MEAction Response to CDC
#MEAction has released a draft response to the CDC’s flawed systematic evidence review on ME/CFS treatments. Sign our form by August 15, 2021 to have your name added to #MEAction’s response before we formally submit it as a public comment on August 16.
We need to demonstrate strong community opposition in order to prevent this CDC review from seeing the light of day. This review is fundamentally flawed and minor revisions cannot fix it. We need your support to send a clear message to the CDC that the ME community does not want this review to be published.
Please add your name to #MEAction’s response and share it with others. We will continue to update our draft response based on further review and feedback we get ahead of the final submission deadline. You can submit suggestions for improvement to our draft here. You can submit your own public comment to CDC here. Share your story about how graded exercise therapy or cognitive behavioral therapy treatments have been harmful to you or your loved ones!
#MEAction will host a town hall meeting to answer questions about our draft response to the CDC review on Monday, August 9 at 4pm ET / 1pm PT. RSVP here.
CDC review concludes CBT & GET are effective treatments
Is this CDC evidence review really that bad? How big of a deal is this? Yes, it is that bad. The CDC review concludes that the controversial and widely-disputed interventions of graded exercise therapy (GET) and cognitive behavioral therapy (CBT) are likely beneficial in treating ME/CFS. While the review waffles a bit about how “strong” their conclusion is, they state that nothing else has sufficient evidence of being an effective treatment for ME/CFS other than GET and CBT. It does not warn that these treatments can be harmful to people with ME.
There are plenty of issues with this CDC review. #MEAction’s response focuses exclusively on the CBT & GET findings, which we consider to have the potential to do the most harm to people with ME. In our response we offer four key arguments for why these findings are fundamentally flawed and should not be published. We address the issues of:
- Applicability of Findings
- Risk of Bias
- Exclusion of Harms Evidence
- Interpretations of Results
It is pretty incredible that CDC has released a technical evidence review so flawed that it claims GET and CBT are effective treatments for people with ME—four years after they removed their ME/CFS recommendations for GET and CBT from their website! How we got here is a long story; you can read more here. The bottom line is that publishing this review will lead to further confusion about the appropriate treatment for people diagnosed with ME/CFS as CDC defines it. The review, if published, is certain to be abused and put an already vulnerable group of patients at risk of harm.
While the CDC has announced that they don’t have plans to move forward with developing federal treatment guidelines based on the evidence review at this time, there are still plenty of ways its publication could cause confusion and harm. That is why we need your support to tell CDC not to publish this flawed review.

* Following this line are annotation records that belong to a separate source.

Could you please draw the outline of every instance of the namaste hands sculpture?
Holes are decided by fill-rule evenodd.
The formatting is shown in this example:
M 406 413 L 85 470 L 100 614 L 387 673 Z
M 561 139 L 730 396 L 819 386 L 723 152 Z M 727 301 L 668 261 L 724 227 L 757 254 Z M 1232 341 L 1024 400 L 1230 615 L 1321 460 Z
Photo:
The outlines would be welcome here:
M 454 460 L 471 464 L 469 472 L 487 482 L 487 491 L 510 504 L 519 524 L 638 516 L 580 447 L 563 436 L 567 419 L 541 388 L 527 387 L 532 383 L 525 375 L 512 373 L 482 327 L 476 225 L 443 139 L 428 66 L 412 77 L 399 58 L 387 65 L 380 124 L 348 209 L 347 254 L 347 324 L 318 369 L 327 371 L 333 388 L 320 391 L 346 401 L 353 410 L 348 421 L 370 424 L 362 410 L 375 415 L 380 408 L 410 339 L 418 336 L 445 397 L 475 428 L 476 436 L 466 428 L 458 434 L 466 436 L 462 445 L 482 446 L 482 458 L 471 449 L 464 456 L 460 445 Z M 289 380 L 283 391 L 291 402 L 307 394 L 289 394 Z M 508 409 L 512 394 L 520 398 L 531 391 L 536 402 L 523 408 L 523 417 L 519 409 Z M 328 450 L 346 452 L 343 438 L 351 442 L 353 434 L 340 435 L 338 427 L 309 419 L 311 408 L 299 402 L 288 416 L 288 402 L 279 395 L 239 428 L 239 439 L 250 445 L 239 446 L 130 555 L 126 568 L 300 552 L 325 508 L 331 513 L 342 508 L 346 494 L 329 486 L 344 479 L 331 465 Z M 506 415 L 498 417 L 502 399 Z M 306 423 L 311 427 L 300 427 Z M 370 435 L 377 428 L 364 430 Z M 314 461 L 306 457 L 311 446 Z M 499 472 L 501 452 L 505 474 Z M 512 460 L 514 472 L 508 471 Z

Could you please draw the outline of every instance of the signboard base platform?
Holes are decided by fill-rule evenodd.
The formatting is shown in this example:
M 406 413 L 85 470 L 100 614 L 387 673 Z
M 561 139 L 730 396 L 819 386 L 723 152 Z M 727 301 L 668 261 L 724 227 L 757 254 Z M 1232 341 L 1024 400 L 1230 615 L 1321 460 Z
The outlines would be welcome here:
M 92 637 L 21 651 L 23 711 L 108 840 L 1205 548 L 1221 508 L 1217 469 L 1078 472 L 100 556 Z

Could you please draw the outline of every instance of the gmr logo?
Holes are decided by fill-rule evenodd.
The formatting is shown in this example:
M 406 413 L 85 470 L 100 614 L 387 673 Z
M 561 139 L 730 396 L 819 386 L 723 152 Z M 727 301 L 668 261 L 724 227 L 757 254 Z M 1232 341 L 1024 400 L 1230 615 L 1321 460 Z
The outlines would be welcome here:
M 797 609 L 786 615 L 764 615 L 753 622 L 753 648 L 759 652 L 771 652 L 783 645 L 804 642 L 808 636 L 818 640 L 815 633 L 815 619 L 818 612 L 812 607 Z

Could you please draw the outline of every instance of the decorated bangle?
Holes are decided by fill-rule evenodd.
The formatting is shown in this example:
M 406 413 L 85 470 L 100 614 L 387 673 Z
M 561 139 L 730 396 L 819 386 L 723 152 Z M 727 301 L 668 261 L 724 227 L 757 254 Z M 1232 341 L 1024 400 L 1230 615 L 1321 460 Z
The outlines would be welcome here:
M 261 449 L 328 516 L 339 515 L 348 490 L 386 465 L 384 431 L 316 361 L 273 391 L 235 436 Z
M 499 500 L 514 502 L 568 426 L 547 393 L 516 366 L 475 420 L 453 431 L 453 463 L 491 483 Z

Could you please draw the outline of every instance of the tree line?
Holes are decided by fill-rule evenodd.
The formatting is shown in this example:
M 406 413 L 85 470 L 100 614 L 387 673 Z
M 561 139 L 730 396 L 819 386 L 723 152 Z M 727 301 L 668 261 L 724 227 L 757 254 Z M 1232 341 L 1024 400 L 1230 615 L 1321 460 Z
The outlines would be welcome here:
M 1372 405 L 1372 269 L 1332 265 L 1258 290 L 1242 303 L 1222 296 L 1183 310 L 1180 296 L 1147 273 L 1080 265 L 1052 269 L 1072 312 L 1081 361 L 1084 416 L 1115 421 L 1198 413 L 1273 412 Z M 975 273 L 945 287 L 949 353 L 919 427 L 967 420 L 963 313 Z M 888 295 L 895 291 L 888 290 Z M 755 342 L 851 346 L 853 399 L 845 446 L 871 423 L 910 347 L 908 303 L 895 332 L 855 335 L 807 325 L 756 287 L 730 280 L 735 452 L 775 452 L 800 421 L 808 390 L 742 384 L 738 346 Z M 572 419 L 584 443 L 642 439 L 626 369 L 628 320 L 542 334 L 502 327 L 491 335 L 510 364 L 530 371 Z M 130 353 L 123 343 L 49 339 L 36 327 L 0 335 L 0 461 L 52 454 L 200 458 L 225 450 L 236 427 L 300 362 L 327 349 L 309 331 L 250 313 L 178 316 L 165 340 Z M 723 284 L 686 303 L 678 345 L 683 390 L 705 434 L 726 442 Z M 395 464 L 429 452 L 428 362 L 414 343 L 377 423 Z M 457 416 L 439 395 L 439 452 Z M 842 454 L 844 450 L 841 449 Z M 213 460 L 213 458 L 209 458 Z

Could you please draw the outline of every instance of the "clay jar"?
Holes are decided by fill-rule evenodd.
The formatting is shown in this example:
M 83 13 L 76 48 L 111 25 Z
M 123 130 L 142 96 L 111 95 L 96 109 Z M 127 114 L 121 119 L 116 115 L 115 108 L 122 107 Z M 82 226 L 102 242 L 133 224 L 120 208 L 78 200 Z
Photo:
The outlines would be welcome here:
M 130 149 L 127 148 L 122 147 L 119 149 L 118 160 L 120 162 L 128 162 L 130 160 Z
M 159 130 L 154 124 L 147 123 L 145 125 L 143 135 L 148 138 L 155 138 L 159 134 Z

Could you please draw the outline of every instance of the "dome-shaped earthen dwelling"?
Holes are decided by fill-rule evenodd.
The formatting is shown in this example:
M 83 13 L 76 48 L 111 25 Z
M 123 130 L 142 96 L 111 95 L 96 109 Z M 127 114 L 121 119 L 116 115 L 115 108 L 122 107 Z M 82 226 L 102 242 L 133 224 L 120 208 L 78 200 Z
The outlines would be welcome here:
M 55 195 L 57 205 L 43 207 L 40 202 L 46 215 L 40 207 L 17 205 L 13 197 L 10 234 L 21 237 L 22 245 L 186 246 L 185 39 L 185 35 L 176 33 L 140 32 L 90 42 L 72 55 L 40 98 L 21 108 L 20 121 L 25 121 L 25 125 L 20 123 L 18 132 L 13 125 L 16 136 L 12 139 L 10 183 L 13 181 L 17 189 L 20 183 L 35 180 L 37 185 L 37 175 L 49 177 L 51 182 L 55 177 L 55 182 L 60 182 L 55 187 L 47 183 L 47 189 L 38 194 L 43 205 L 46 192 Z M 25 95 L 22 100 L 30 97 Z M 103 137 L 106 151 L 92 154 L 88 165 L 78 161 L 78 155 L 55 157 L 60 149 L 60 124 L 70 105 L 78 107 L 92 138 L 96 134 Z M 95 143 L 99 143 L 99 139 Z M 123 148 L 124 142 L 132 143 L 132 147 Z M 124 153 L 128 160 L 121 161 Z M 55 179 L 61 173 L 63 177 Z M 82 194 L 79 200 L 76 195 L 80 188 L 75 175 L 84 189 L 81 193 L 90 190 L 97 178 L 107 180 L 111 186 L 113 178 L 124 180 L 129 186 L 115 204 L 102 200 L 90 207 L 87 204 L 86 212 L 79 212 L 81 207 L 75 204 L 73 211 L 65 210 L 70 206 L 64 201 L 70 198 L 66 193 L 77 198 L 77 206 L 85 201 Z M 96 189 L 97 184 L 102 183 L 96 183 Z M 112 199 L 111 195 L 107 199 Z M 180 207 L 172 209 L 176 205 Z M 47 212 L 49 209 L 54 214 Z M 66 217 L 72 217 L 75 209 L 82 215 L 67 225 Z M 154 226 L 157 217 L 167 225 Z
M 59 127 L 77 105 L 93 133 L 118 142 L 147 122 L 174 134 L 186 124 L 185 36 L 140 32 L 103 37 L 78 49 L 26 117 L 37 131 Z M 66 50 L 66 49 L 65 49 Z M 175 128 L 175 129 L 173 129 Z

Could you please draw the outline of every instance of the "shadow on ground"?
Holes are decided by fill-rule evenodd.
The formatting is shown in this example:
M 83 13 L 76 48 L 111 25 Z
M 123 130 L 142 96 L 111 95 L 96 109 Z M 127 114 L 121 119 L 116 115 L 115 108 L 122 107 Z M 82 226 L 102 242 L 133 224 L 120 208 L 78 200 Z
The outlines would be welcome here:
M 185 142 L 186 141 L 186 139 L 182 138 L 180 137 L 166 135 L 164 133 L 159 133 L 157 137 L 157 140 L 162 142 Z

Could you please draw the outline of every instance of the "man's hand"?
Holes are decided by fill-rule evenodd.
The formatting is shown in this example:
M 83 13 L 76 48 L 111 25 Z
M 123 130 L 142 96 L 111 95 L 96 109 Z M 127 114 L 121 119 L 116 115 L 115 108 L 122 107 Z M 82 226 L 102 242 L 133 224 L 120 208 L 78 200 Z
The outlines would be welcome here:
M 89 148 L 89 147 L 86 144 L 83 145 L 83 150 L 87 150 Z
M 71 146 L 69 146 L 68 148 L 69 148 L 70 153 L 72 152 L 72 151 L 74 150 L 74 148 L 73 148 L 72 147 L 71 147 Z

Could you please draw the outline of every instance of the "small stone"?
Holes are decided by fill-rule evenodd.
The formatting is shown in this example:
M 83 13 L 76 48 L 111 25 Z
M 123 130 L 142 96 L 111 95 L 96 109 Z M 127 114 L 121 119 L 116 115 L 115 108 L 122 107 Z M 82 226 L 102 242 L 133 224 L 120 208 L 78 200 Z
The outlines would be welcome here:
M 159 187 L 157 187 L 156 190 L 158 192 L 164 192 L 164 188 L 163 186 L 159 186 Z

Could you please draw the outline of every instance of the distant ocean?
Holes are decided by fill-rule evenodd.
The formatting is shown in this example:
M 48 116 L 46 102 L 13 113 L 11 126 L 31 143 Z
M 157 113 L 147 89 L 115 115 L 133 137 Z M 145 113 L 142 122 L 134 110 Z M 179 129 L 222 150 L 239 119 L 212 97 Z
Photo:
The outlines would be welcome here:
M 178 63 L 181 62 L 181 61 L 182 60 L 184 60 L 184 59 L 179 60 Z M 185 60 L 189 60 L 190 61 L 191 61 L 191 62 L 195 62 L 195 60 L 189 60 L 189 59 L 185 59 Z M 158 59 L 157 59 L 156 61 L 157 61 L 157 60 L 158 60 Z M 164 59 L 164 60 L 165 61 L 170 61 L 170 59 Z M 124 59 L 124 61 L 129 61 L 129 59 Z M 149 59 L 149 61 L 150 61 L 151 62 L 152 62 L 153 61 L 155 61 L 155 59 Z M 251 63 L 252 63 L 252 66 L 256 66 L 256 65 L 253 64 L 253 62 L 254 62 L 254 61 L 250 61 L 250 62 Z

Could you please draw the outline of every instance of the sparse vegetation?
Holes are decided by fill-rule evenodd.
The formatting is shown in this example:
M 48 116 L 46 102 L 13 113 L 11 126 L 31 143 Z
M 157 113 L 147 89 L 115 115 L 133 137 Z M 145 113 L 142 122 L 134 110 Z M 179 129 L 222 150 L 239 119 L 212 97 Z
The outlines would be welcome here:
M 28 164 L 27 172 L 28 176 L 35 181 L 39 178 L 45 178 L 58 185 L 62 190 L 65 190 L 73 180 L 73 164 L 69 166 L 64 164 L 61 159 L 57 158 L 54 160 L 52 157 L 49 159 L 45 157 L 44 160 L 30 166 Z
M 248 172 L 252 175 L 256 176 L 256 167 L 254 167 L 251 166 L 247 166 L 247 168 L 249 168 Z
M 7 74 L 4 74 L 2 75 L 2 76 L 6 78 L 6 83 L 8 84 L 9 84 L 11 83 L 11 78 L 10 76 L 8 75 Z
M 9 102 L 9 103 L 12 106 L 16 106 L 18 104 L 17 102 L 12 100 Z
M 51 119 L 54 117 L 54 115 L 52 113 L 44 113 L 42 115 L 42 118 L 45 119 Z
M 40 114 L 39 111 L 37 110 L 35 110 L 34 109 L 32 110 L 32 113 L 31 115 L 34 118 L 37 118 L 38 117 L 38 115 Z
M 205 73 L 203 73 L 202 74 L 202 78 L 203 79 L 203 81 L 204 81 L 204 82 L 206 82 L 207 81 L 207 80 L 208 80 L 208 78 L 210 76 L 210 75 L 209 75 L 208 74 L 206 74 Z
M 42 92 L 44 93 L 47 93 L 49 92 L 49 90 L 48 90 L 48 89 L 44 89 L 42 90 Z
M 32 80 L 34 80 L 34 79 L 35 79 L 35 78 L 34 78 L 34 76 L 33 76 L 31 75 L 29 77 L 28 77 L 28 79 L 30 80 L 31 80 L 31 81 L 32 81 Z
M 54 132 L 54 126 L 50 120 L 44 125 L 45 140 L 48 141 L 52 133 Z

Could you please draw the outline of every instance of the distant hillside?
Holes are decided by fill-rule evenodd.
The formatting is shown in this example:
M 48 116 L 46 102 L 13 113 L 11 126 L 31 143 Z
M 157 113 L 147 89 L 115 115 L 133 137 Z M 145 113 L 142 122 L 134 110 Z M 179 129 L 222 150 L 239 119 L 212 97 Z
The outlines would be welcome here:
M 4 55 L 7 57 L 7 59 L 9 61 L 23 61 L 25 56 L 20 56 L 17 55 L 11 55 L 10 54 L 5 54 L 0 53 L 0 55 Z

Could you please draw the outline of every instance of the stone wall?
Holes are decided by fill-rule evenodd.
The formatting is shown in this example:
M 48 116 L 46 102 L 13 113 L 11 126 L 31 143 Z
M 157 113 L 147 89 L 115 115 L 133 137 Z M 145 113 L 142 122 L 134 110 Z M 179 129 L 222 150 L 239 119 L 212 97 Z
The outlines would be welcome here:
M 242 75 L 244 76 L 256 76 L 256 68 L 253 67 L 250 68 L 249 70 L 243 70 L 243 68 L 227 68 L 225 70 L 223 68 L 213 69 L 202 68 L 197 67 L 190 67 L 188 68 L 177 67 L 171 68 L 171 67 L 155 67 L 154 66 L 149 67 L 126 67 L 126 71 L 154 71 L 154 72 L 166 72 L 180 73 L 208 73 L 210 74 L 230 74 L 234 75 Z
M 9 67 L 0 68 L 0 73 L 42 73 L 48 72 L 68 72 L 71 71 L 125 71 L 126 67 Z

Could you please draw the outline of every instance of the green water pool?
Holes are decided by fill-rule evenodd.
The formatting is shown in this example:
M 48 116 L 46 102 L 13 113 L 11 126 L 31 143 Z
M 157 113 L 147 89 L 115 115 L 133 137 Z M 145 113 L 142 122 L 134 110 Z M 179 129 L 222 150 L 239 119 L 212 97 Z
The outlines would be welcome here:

CDC approach is holding people with ME trapped in the past
This flawed review raises even bigger questions about CDC’s ME/CFS program. If CDC gets a relatively straight-forward research review of ME/CFS treatments this wrong, then what other related ME/CFS research might they botch next? How will their institutional attachment to the failed, decades-old approach to “chronic fatigue syndrome” research hold people with ME trapped in the past?
It is worth remembering, as David Tuller’s reporting has shown, that when the CDC removed CBT and GET recommendations in 2017, agency officials wouldn’t admit that their previous recommendations had been a mistake. Instead they chose to pretend that the problem had been readers who “misinterpreted” their advice.
Most recently, at a September 2020 CDC ME/CFS stakeholder call, #MEAction advocates again pressed the CDC to issue a public statement that clearly refutes the use of GET and CBT as treatments, knowing their potential to do harm to people with ME. The CDC declined and cut off further conversation on the topic. When questioned by a caller about references to the PACE trial that remained in some of CDC’s medical education materials, the agency official defended their presence saying “…we need to acknowledge the publications that are out there that have found some benefit from graded exercise therapy.”
The CDC is trying to publish a flawed evidence review on ME/CFS treatments that isn’t clear about the true ineffectiveness and potential for harm of GET and CBT “treatments” for people with ME. Please join us in demonstrating strong community opposition to this flawed CDC review.